Updated: Mar 7
Sometimes going by the books is necessary to cover all the bases. The tale of a fisherman caught between providing a stable home for his child and pursuing his occupation that has been passed down from generation to generation has no real villain except the 21st century: rigid ecological fishing laws, the decline of private enterprise in the industry, and, of course, climate change. Real-life fisherman Jesmark Scicluna falls into the leading role with ease, as do his non-professional counterparts, as a modern day Maltese Poseidon. The conflict, although quite specific, rings true as a reflection on the impossibility of a simple life. Ernest Hemingway would be proud to regard Luzzu as a thematic follow-up to his acclaimed novel, bringing together man, water, and fish as one.

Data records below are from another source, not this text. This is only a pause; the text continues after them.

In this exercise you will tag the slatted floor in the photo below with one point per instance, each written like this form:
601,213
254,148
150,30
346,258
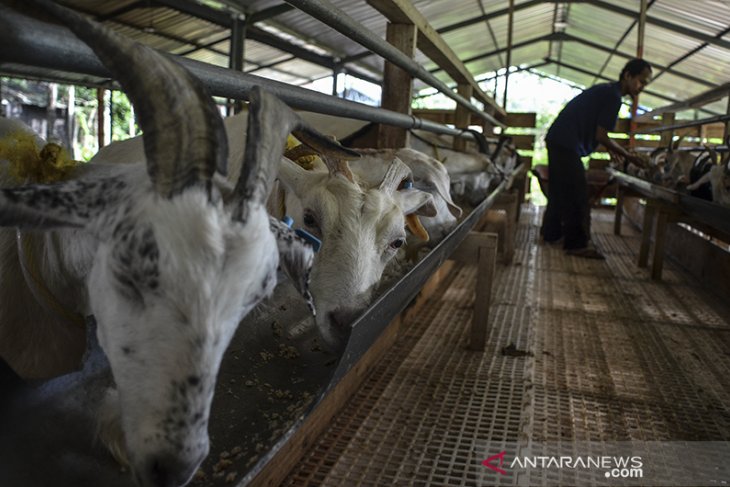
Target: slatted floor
609,356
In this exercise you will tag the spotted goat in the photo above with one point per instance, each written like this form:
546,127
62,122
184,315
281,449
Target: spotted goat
163,251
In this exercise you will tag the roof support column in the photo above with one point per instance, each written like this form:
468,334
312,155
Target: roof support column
726,131
236,56
397,85
510,25
337,71
100,116
462,116
640,55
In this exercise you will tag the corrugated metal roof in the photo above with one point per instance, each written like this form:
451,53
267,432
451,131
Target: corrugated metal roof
600,26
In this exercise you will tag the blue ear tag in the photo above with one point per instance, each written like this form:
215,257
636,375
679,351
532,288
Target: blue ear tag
313,241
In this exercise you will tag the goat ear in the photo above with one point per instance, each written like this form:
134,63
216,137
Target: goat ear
291,175
295,258
415,201
68,204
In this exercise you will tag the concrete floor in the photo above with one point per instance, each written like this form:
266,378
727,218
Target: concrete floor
580,353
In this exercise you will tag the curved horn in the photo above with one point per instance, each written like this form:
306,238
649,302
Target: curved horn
333,155
184,139
269,122
397,172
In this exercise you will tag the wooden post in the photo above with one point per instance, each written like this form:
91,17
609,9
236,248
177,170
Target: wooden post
397,86
659,234
51,110
649,212
480,249
667,135
620,195
462,116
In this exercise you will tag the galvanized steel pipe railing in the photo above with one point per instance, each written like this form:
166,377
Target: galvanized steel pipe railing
343,23
683,125
28,41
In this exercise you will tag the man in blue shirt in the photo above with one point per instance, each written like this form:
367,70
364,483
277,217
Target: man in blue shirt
582,124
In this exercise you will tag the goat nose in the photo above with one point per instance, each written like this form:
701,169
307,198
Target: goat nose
170,471
343,318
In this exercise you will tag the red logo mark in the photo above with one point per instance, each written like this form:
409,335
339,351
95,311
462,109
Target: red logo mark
500,456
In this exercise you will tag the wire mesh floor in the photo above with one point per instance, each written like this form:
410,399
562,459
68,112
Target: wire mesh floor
578,350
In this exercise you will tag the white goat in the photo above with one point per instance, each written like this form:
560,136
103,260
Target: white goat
360,225
719,178
168,258
429,175
472,174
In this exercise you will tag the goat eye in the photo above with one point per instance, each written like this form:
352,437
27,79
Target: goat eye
309,220
397,243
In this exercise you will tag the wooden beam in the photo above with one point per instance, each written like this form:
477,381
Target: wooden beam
694,102
433,45
397,86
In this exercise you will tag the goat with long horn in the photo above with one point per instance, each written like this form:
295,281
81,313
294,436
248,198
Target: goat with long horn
168,257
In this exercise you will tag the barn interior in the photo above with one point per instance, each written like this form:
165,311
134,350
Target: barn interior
493,346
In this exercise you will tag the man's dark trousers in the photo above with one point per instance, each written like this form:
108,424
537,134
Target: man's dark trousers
568,212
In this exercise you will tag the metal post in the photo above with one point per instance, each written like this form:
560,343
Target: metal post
51,109
235,59
639,54
510,25
726,132
100,116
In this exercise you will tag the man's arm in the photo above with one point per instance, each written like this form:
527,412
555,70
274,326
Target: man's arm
613,147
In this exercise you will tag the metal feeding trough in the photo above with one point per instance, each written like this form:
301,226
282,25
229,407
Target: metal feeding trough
273,375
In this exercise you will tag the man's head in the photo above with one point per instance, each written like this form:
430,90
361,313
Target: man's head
634,77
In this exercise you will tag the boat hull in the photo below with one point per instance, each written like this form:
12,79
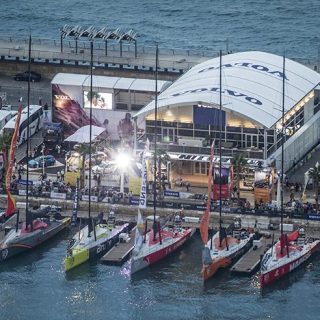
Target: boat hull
147,260
95,251
29,241
209,270
271,276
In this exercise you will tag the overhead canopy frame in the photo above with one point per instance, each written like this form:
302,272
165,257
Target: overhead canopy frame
92,33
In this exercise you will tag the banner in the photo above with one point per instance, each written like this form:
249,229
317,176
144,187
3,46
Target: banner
134,184
263,184
75,206
71,107
208,115
11,202
222,181
58,195
86,198
144,178
204,223
170,193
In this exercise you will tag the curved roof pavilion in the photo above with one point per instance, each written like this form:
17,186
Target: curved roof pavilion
251,87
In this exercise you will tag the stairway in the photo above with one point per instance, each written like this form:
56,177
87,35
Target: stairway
297,174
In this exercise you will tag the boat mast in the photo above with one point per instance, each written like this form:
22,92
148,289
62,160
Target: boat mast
155,149
28,136
220,133
282,146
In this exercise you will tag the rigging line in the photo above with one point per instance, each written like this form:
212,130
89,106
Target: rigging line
282,146
220,132
28,135
155,148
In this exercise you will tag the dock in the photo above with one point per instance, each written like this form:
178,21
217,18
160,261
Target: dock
120,252
251,260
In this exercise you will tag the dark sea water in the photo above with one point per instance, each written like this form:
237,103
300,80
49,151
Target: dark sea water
34,286
267,25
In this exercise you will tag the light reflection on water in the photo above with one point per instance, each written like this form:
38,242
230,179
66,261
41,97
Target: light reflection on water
171,289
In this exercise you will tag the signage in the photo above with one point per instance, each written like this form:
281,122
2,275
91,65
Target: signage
25,182
170,193
255,66
86,198
58,195
314,217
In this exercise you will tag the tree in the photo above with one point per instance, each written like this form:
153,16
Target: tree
238,162
5,143
314,174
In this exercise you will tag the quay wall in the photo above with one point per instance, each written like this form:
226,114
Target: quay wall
127,212
48,71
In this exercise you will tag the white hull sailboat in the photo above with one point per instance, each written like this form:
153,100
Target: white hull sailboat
156,244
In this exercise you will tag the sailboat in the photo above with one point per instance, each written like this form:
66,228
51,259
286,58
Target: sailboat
160,241
221,249
293,249
40,225
94,240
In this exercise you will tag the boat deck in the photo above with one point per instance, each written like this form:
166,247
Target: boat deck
120,252
251,260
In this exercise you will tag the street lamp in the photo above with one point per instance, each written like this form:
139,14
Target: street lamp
122,162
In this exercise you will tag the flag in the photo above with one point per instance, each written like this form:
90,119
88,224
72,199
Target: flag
144,178
75,206
204,223
11,204
139,231
142,201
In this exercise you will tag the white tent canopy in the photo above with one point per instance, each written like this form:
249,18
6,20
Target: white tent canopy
82,135
251,86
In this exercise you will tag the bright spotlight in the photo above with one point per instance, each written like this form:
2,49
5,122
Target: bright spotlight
122,160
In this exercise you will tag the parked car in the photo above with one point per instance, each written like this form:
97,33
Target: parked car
38,162
24,76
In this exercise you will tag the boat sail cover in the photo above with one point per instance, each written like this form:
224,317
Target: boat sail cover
142,200
11,204
204,223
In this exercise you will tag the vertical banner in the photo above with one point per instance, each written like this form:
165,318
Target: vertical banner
144,178
11,202
142,201
224,182
75,205
262,185
204,223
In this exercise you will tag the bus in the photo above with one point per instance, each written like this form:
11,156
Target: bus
36,123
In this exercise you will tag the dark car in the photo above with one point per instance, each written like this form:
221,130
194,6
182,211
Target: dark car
24,76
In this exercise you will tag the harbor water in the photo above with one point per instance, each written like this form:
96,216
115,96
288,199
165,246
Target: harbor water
35,286
208,25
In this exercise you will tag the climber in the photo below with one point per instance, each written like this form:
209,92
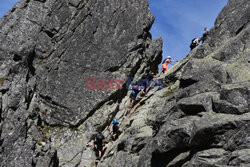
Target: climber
195,42
165,63
135,90
205,34
149,77
115,123
98,144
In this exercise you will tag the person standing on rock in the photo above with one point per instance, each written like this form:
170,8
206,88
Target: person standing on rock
195,42
135,90
164,66
98,144
205,34
115,123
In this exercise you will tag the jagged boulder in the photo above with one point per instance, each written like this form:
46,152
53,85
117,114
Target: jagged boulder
197,116
49,50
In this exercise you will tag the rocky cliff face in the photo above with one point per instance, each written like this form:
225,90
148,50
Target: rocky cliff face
49,115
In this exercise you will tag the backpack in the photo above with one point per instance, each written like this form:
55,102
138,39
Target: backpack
193,43
115,122
163,61
99,138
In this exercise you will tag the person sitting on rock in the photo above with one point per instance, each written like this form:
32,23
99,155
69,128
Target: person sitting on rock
195,42
115,123
205,34
98,144
164,66
135,90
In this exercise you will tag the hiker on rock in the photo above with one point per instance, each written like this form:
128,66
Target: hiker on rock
115,123
149,77
164,66
205,34
195,42
98,144
135,90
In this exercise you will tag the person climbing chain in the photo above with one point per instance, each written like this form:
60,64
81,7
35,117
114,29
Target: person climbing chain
115,124
164,66
98,144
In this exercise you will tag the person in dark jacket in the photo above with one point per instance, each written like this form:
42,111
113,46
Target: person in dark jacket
98,144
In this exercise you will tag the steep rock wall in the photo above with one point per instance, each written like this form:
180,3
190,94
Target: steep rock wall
48,117
48,50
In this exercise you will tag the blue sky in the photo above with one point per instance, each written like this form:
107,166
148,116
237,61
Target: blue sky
176,21
179,21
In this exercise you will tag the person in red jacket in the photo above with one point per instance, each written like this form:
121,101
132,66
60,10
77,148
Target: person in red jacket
164,66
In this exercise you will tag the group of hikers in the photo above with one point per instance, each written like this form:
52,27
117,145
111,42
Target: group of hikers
140,86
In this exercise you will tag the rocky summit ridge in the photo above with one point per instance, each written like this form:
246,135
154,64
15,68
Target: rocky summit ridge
51,53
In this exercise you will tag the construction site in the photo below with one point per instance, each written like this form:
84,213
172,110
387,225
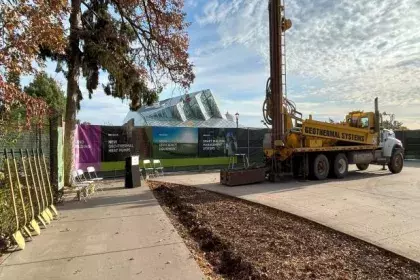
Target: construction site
302,199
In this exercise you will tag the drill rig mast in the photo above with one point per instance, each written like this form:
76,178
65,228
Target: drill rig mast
310,148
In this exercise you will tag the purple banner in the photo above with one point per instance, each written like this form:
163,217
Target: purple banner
87,147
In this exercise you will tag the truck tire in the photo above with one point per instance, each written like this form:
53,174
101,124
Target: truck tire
396,163
340,166
320,167
362,166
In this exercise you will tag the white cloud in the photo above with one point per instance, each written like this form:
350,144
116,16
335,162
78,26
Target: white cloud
357,50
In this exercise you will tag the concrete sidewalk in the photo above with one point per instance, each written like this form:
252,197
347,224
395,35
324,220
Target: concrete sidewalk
374,205
118,234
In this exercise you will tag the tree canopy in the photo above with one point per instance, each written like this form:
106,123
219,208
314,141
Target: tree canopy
140,44
49,90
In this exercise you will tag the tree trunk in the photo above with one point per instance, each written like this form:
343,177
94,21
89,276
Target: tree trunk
73,65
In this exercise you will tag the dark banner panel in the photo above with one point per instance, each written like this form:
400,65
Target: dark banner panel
242,134
175,142
256,137
145,139
117,143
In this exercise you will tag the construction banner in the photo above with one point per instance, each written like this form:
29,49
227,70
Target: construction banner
87,146
211,142
118,143
175,142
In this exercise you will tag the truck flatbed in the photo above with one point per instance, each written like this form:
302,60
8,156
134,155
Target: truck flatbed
335,148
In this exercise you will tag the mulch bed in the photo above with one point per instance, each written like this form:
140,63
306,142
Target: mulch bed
236,239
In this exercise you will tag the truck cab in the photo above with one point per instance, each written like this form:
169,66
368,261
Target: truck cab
389,143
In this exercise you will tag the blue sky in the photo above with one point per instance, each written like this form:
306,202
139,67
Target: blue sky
340,56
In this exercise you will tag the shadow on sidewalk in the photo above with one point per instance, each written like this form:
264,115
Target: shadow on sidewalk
114,196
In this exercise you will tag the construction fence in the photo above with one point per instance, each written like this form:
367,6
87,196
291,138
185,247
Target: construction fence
29,178
411,142
178,148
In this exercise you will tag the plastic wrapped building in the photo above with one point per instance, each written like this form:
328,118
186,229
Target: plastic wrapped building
198,109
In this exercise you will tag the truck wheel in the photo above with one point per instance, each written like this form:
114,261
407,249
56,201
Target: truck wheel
320,167
341,166
362,166
397,162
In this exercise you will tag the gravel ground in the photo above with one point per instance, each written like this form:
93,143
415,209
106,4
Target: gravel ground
236,239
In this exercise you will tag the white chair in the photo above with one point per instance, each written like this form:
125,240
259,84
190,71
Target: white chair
94,177
157,166
148,168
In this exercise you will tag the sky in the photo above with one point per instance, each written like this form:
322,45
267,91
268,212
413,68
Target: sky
340,56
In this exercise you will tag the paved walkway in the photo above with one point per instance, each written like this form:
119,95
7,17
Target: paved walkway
373,205
118,234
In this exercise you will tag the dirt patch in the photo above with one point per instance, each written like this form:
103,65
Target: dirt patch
236,239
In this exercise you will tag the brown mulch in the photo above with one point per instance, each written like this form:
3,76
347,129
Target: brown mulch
236,239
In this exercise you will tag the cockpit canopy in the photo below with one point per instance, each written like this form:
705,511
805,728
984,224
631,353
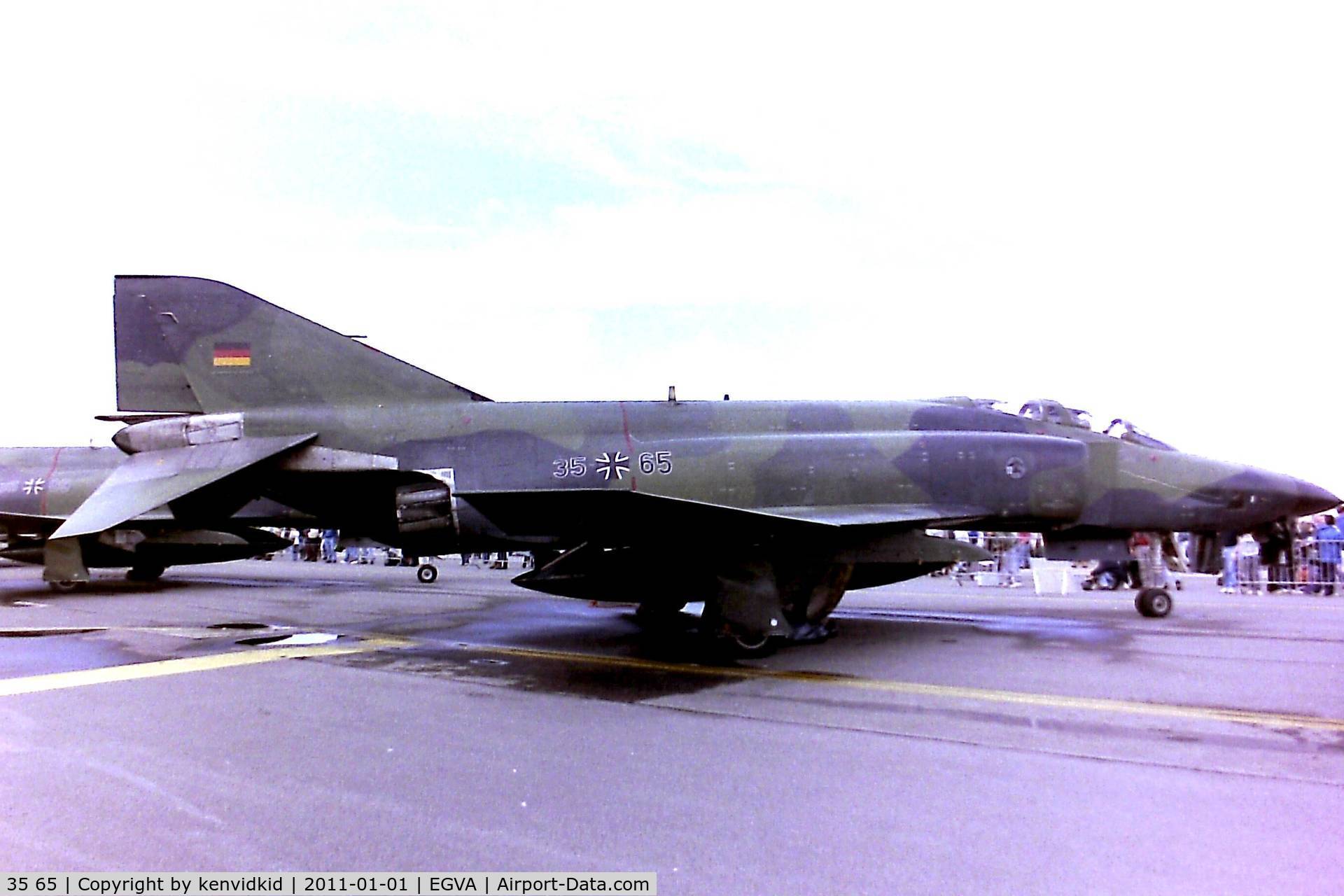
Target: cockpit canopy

It's no shock that director Alex Camilleri feels a deep connection to his subject matter. As the child of Maltese immigrants, it was only natural that he would eventually feel enticed to come back to his roots. One of the major selling points of the film is how few Maltese stories there are, given that the country, which is wedged as a middleman between Italy and Tunisia, usually serves as the tropical backdrop for vacation flicks or action set pieces. By engaging directly with the infrastructure of the island and its diverse populous, Camilleri lets the universal matters of family, passion, and sacrifice appeal to the masses. Although it's an easy criticism to lambaste the conventionality of the story tropes, with its temperamental protagonist, nagging mother-in-law, and "falling into the dirty job" plot point, these cliches are often necessary to make room for the definitively pensive nature of the quiet moments in between. A priest blessing the boats as Jon Natchez' gentle violin score plays in the background, the eyes of the corpses of forfeited luzzus staring daggers into Jes, and a father and son, in the tranquil hours of the afternoon, finally at rest on the couch.
Enriched by the stunning Mediterranean backdrop and Alex Camilleri’s knowing knack for structure, Luzzu is a very honorable debut for both Camilleri's career in directing and Malta's place in the film world. This wholesome and heartfelt story will no doubt earn its status as an understated gem of Sundance 2021.